During my time as a freelance developer, I have been contacted by the IT manager of an agricultural cooperative who found my LinkedIn profile while searching for a ProvideX specialist. This cooperative used a software package developed in ProvideX, sold by a Paris-based company named Gicasa Informatique, which I happened to know from my years at Amadeus Hospitality, as I did some demos and training for them, when they were considering a migration of their applications from Thoroughbred to ProvideX. The company has been purchased by a Brittany-based competitor, Kerhis, a few years ago. As a support analyst and developer position opened at Kerhis in the Gicasa support team, I was contacted a few months later and joined the company on June 1st, 2021, returning at the same time to the ProvideX community.
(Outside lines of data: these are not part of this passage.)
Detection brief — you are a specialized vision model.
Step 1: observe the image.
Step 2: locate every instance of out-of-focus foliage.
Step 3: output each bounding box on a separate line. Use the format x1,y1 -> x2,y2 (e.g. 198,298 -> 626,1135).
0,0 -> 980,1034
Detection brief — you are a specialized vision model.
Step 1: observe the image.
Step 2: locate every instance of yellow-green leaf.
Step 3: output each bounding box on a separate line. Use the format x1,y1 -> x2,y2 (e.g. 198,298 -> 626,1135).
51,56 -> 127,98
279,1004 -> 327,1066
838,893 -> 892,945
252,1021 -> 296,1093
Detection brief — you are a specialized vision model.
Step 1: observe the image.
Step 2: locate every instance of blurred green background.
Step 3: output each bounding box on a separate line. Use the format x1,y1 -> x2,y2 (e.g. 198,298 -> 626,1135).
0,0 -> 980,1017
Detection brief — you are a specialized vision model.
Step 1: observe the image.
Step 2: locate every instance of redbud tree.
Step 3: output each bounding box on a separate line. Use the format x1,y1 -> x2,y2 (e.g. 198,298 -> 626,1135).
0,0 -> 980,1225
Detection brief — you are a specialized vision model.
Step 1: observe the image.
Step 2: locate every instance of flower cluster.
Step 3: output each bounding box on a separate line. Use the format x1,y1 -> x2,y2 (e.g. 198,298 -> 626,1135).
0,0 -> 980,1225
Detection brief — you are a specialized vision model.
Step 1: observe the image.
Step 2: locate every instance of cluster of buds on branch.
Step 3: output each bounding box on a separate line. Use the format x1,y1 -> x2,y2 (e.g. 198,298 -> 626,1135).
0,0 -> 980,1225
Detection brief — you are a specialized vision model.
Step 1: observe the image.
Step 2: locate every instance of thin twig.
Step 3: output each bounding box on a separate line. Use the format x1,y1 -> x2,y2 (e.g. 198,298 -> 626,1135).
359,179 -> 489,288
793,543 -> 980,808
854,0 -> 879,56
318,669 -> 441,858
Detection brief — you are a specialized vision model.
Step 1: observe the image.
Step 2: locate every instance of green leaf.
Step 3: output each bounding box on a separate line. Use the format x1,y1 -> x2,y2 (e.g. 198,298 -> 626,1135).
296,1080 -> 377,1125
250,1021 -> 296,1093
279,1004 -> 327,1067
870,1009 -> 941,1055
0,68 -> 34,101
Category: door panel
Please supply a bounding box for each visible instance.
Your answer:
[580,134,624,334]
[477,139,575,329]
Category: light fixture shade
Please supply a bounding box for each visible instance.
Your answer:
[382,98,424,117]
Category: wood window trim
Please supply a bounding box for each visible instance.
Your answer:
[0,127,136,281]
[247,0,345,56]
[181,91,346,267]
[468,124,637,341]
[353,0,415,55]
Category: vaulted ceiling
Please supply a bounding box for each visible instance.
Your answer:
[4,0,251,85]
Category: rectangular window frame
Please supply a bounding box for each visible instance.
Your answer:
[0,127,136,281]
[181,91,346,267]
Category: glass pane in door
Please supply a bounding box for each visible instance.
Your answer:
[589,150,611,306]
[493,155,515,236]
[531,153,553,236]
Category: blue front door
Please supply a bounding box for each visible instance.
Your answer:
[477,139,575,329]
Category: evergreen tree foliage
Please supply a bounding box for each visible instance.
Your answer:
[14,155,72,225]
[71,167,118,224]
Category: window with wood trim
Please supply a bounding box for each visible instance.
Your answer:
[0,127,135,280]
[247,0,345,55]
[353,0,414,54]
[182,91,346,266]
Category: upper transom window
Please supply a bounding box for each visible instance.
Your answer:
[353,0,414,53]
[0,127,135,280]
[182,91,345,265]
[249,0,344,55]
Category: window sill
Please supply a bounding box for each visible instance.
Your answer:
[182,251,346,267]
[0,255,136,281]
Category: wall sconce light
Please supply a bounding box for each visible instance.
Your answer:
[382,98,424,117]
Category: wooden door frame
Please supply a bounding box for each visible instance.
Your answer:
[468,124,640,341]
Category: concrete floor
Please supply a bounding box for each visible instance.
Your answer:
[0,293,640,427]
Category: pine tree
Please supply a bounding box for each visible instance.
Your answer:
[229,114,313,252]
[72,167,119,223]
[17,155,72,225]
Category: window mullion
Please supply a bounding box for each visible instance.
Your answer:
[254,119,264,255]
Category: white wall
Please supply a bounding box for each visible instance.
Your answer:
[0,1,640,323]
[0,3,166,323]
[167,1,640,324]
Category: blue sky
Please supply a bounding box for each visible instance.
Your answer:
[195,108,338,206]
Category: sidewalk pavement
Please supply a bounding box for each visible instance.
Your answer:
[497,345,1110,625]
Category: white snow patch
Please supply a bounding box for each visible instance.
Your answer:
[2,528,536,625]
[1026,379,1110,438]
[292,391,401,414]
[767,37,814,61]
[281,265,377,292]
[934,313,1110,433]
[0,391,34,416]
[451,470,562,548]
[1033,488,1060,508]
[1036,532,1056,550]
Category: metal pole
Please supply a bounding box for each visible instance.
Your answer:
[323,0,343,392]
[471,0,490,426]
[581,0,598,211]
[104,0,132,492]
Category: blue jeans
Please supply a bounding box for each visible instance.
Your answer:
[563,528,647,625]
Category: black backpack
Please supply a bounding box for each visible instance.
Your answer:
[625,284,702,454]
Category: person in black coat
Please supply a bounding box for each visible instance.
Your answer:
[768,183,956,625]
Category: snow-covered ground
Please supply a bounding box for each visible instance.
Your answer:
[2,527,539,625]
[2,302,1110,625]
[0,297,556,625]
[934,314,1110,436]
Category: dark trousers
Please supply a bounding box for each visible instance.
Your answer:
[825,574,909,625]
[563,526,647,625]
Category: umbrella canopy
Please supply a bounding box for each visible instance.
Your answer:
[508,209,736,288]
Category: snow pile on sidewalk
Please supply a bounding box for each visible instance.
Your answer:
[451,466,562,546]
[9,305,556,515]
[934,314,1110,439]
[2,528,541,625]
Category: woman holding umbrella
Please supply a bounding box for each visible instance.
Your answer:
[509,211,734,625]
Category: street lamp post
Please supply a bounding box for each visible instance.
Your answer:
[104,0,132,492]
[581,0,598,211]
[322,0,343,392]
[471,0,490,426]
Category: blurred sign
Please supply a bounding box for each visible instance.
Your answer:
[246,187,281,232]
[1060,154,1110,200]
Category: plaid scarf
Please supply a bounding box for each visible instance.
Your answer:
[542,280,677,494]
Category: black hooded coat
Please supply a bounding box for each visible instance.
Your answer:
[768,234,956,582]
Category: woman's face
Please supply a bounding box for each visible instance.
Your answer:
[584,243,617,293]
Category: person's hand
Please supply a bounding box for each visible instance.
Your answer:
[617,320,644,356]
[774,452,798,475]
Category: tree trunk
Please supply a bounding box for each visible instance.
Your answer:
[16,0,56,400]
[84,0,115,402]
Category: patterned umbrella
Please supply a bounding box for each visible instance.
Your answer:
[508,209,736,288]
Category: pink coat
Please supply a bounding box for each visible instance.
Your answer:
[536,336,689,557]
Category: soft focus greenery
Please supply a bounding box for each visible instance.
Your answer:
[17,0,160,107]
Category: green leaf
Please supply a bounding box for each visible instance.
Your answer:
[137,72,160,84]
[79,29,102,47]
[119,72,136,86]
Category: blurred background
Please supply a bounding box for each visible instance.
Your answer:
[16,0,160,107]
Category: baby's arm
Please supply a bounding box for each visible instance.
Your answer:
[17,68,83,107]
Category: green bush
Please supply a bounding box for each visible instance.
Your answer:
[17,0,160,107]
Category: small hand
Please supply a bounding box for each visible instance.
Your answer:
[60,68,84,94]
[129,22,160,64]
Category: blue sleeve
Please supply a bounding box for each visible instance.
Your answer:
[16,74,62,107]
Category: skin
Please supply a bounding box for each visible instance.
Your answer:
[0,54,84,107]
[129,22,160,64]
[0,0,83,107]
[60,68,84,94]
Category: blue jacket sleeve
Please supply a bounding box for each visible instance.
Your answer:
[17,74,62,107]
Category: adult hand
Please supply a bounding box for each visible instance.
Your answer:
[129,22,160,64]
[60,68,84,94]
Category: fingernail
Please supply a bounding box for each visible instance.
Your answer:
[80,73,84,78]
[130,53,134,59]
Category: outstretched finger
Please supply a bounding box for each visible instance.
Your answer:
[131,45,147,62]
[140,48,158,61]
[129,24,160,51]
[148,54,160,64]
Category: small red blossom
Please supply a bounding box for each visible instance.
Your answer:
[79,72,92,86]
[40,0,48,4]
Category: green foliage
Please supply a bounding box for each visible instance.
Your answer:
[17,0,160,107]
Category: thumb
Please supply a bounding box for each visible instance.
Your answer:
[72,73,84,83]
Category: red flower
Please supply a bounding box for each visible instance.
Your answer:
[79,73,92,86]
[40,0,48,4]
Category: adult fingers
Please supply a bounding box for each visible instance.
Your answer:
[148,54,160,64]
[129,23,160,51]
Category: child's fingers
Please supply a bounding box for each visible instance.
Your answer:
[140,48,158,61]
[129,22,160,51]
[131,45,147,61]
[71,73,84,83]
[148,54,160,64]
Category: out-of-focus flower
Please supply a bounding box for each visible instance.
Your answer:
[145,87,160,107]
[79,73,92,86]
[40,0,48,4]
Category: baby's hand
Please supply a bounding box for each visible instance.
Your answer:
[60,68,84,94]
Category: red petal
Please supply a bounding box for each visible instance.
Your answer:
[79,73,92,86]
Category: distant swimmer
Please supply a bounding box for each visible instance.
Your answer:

2022-2023 : Application Designer and Developer at Visserie Service

About one year after starting a new job at Kheris, I was contacted by the CEO of Visserie Service, whom I had met in 2017 when he was trying to hire another developer. Visserie Service is located near Le Mans, about 225 kms from Paris and remote work was not as current at the time we met as it is now after a year of covid confinement. We agreed on me joining the company to work both on the internal ERP originally written in Basis BBx and converted to ProvideX and PxPlus, and also on interfaces with other apps and webservices. Mainly the Prestashop e-commerce websites, as well as a lot of APIs with various third-party partners (carriers, translation services, etc...). The company opened 8 additional websites to cover most European countries (Belgium, Germany, UK, Netherlands, Denmark, Portugal, Spain, Italy) in the summer and autumn of 2022. I have been modifying the ERP here and there, as well as writing replacement code for the old interface logic. It was previously using both ProvideX and PHP code to work with Prestashop and I have developed a framework of PxPlus classes that use an HTTP request/response client and XML parsing/editing to speak more directly to the API.